Monday, November 29, 2010

Carlos Bulosan: "Filipino Americans' Most Articulate Spokesman"




Carlos Bulosan was born and raised in the farming village Mangusmana on the island of Luzon. Records say that he was born in 1911, although this year is questionable since Bulosan himself claimed several different birthdates. Because his family suffered greatly from poverty, he decided to travel to the U.S. at the age of 17 to help alleviate their economic situation. However, upon arriving in America with no money and barely knowing any English, he faced economic and racial hardships of his own, such as being “shanghaied” and sold for $5 to work at an Alaskan cannery. After working various jobs along the West Coast like many Filipino immigrants, Bulosan became involved in the labor movement between 1935 and 1941, organizing unions to protect fellow workers. His first publications about fighting against racial discrimination were featured in a radical Filipino literary magazine called The New Tide. He continued writing even after being kept in the hospital for tuberculosis for two years. Although his health continued to deteriorate, he perpetuated in his writings, and in 1946, published America is in the Heart, based on his brothers’ and friends’ experiences as Filipino immigrants in the 1930’s and 40’s.

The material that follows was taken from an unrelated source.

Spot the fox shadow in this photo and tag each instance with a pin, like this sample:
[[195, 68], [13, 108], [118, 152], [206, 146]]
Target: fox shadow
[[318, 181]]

A decade later, Carlos Bulosan died of tuberculosis. He is currently buried in Seattle, remembered as Filipino Americans’ most articulate spokesman.

Carlos Bulosan aided the Filipino labor movement through his writing. He wrote many poems and articles that exposed the racism and other injustices that Filipinos faced in the U.S. His most famous work, America is in the Heart, Bulosan narrates the struggles that Filipino migrant workers faced in the U.S. Nevertheless, he expresses that despite all the suffering, no one could ever destroy his faith in America, and that the country ultimately leaves us with a feeling of hope for the future. Thus, Carlos Bulosan’s greatest contribution to the Filipino racial and labor struggles was his literature. He uncovered the injustices that Filipinos encountered, but also, he restored Filipino immigrants’ faith in the country by showing them that despite these social impediments, America is still full of opportunities for them to chase. Consequently, Bulosan was an essential figure in Filipino American literature because he portrayed America as it was realistically. His writings both warned and encouraged Filipinos that had aspired to come to the new country of the experiences that were waiting for them so that they would be more aware of the struggles they would have to endure but also have a reminder of why they came to country. Moreover, these documented non-fictional and fictional experiences would show later generations of Filipinos, Filipino Americans, and Americans the vast contributions that the first Filipino immigrants gave to the country.